The policy was put into place in 2006 by President G. W. Bush and was ended in 2017 by President Obama. The policy was not just for doctors, but included, broadly, medical personnel. There appears to be no breakdown of doctors versus other personnel.
Due to the difficulty of qualifying for a medical license in the U.S., some medical professionals admitted under the program don't actually work in their specialty, if at all, as a doctor.
How many Cuban doctors are working in the US?, under the policy, is indeterminable, but is likely less than 3500 due to the inclusion of other medical personnel in the totals and the 50 percent rate of placement in residencies.
Cuban Medical Professional Parole program
In August 2006 the United States under George W. Bush created the Cuban Medical Professional Parole program, specifically targeting Cuban medical personnel and encouraging them to defect while working outside Cuba. From an estimated 40,000 eligible medical personnel, over 1000 had entered the United States under the program by October 2007, according to the chief of staff for U.S. Rep.
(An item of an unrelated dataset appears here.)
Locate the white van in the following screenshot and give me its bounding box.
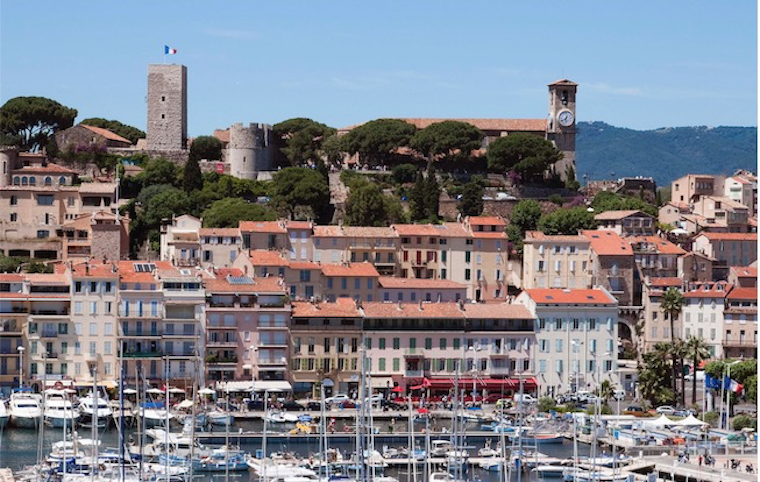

Lincoln Díaz-Balart. By 2017, more than 7000 had entered the program. [...]] On 12 January 2017, President Obama announced the end of the program, [...].
Many Cuban doctors find sanctuary in the U.S., far fewer ever practice again, March 24, 2016
Statistics show how difficult it can be for many foreign medical graduates to meet the U.S. requirements to practice medicine. About 94 percent of U.S. medical school grads were placed in residencies in 2015. But the total percentage of graduates of overseas medical schools placed in U.S. residencies hovers just around 50 percent.